What won’t happen is my sharing these comments. What will happen, my dear Facebook friend, is that I may defriend you if you don’t stop with your unending demands that I re-post my love for God or Jesus or angels. But first, maybe I’ll demand something of you: Take a class in spelling and grammar.

Once the presidential election ended, I thought life on Facebook would be better. Sometimes I can be so, so wrong.

But at least the Obama sucks/Romney bites ranters didn’t constantly ask that I share and repost and demonstrate my feelings about whatever issue my too-much-time-on-their-hands Facebook pals had latched onto. And lately they seem fixated on religion.

Now I don’t mind expressions of religious belief. What bugs me is the implied coercion of these repost-this, share-that messages. As if my refusal to continue the message bespeaks a turning-away from God or Jesus or angels.

Hints a bit too much of intolerance, I fear. And one has only to recall various moments in history to understand the danger of this seemingly innocuous request. Salem witch trials. Nazi Germany. The McCarthy hearings, where one not only had to deny any sympathies for Communism but also to turn in suspected “subversives.”

I can hear the posters of such items saying: That’s definitely not who we are. We’re only sharing our love of God, only reminding you of his bounty and blessings, only hoping this post will awaken spiritual thoughts in your work-addled brain. In other words, as one post said: “Share and inspire others.”

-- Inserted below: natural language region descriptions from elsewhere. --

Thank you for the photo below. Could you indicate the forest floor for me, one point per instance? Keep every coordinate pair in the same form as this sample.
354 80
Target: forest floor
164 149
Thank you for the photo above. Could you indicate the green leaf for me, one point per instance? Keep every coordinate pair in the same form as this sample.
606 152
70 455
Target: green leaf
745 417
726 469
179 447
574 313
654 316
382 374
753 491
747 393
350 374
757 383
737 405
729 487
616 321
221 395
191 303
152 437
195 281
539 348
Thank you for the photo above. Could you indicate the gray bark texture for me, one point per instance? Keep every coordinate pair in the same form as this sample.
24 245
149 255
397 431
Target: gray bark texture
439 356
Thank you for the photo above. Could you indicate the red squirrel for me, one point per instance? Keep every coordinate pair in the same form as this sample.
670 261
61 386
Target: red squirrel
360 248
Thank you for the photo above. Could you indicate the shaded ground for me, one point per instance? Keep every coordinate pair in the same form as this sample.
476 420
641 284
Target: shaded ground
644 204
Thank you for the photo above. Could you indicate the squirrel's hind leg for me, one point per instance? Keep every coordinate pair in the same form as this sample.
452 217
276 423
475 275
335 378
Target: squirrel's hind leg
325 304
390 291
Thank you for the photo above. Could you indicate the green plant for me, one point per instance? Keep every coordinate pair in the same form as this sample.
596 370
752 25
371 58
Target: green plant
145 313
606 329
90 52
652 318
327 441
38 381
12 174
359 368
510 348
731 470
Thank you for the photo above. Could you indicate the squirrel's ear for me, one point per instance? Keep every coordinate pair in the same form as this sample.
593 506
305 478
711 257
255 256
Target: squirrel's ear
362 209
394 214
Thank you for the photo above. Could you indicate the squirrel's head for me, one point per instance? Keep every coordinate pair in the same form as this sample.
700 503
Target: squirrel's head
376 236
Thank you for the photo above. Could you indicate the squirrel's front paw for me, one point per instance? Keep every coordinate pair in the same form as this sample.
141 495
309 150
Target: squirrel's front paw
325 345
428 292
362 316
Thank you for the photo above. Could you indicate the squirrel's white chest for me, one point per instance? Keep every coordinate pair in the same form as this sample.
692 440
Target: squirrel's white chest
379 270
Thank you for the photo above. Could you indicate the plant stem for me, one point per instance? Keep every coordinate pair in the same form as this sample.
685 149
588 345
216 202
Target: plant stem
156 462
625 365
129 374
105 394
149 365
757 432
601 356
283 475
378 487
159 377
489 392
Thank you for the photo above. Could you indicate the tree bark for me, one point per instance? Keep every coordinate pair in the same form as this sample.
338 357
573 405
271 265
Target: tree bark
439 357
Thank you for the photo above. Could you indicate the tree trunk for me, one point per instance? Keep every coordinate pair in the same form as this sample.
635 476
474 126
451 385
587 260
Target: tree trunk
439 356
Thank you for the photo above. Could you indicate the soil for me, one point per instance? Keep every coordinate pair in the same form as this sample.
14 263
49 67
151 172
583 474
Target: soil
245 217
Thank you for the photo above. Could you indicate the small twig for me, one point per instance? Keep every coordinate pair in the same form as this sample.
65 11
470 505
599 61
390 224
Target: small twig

A worthy goal. We can all use some inspiration. But still, still. On such a public forum, does my lack of reposting said items means their original posters — and others — will judge me, will mark me down on the list of the damned?

God help me now.

Instead of posting endless social media versions of the “honk if you love Jesus” request, these rather demanding Facebook proselytizers, I suggest, might instead truly live their faith, letting their actions speak for their love of God. Step away from the computer and go do good works.

Actions do speak louder than words. And my words here, a cranky complaint, serve as a call to action for me, too. To forgive. To help. To love.